2006 was without doubt the year of digital. So, the achievements of a 163-year-old magazine are all the more remarkable. The Economist continues to be a remarkable success story, both in the UK and overseas. In 2006, the publication consolidated its position as the pre-eminent magazine for leaders of the world economy, as well as those with just a passing interest in political and economic affairs across the globe.

At the heart of The Economist's coverage, it says, is the notion of "success" and, on every measure, The Economist itself has had a hugely successful 2006. Its circulation has never been higher - in the UK, its sales grew by 4.7 per cent to 162,112. Worldwide sales (excluding North America) were up 4.2 per cent to 524,233 and, impressively, sales in North America rose by 15 per cent. And all of this in a year when both Forbes and BusinessWeek have shut down their international editions.

In less than 15 years, The Economist has doubled its circulation, from just over 500,000 to 1,096,154. This reflects a shrewd strategy to target foreign markets at the right time - especially the US, which now accounts for 52 per cent of The Economist's total sales.

Circulation success has not damaged the quality of The Economist audience. According to the respected European Business Readership Survey, the title has increased its coverage of senior European business figures by 40 per cent over the past two years.

The Economist's financial performance has improved on the back of this - increased sales and ad revenues contributed to a turnover of £218 million for 2006, up from £197 million the year before. Pre-tax profits increased by £4 million to £31 million. Ad revenue grew by 14 per cent, and the group chairman, Sir Robert Wilson, said that a rise in online advertising at had not dented revenues at the print version.

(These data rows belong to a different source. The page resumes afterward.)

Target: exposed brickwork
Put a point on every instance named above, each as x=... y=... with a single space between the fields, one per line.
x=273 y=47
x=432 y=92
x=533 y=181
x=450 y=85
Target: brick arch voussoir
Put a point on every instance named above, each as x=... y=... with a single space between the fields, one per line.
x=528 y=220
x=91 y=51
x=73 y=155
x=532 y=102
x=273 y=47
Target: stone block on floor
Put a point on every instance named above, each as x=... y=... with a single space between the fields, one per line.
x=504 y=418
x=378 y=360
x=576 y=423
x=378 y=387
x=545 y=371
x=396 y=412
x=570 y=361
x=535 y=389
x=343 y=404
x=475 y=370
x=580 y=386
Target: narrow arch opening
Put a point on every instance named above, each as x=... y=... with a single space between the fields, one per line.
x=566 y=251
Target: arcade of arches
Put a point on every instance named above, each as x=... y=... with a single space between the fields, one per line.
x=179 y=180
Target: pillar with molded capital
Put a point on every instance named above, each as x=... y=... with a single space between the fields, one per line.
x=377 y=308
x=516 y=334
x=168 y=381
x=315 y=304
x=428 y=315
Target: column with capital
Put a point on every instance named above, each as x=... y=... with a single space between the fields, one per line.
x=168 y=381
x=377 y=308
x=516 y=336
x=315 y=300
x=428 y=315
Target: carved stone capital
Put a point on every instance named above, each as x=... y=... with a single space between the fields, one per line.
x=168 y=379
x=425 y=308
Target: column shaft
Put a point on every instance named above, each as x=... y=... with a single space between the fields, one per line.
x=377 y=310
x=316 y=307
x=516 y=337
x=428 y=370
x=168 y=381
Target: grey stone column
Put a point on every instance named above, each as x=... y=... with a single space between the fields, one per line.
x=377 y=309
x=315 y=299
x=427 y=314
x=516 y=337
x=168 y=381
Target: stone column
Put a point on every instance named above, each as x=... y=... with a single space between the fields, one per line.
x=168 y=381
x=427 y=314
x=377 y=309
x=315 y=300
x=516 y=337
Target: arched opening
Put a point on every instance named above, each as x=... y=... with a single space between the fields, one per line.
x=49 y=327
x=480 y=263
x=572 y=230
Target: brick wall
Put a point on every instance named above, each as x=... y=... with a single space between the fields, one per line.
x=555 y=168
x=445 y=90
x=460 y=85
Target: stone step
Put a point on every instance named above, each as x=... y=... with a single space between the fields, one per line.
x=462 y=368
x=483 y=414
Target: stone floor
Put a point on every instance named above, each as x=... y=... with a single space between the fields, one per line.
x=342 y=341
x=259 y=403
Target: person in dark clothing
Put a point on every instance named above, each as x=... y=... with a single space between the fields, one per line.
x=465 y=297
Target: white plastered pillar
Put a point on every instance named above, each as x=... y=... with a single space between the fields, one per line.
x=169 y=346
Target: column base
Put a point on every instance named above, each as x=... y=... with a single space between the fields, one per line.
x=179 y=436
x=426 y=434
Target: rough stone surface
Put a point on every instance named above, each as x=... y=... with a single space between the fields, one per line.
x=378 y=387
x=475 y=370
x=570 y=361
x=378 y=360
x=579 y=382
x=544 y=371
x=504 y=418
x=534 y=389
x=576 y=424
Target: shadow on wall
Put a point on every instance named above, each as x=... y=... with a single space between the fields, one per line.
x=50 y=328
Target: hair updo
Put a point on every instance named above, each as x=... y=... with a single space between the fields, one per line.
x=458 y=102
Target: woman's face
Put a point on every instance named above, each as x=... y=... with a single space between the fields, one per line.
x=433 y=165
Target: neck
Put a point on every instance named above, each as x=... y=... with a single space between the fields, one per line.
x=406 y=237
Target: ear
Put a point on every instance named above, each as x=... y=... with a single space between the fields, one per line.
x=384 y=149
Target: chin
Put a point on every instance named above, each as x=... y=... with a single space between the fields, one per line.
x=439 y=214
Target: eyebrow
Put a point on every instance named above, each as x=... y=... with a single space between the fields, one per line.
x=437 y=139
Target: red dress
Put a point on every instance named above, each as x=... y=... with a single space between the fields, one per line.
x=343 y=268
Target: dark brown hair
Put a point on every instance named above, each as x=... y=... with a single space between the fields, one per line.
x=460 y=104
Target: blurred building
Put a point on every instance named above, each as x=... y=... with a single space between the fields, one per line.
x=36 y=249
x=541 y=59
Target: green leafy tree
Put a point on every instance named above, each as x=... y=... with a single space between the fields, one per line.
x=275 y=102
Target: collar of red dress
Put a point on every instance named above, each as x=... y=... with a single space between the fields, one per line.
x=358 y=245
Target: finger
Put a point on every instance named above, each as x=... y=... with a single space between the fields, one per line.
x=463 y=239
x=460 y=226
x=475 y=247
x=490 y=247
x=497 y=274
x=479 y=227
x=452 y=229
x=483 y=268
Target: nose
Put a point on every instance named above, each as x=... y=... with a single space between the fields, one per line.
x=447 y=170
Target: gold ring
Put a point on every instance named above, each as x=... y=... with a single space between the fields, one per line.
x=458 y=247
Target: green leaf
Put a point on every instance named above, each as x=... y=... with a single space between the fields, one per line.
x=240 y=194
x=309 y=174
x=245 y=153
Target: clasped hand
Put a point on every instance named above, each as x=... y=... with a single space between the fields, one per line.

During 2006, The Economist delivered on every measure for advertisers, and its success demonstrates that strong editorial content remains incredibly valuable to advertisers. In addition to the swathes of corporate advertising across the title, it is also attracting heavy amounts of broader, consumer advertising. Brands in recent issues include Rolex, Samsung, Bulgari and LG. And media agencies don't mind paying ratecard price (up to £82,500 for a page) to reach The Economist audience. As one media agency director told Campaign earlier this year: "It's always in the schedule when you're targeting chief executives. Circulation is still going up, so it's got to be the easiest brand in media to sell."

This doesn't mean that The Economist is casual or complacent about its position in the market. It remains committed to promoting its brand and capturing increased awareness in both consumer and business markets. Its iconic "white out of red" activity, through Abbott Mead Vickers BBDO, continued to win plaudits and, for the first time, was used to raise awareness in the US.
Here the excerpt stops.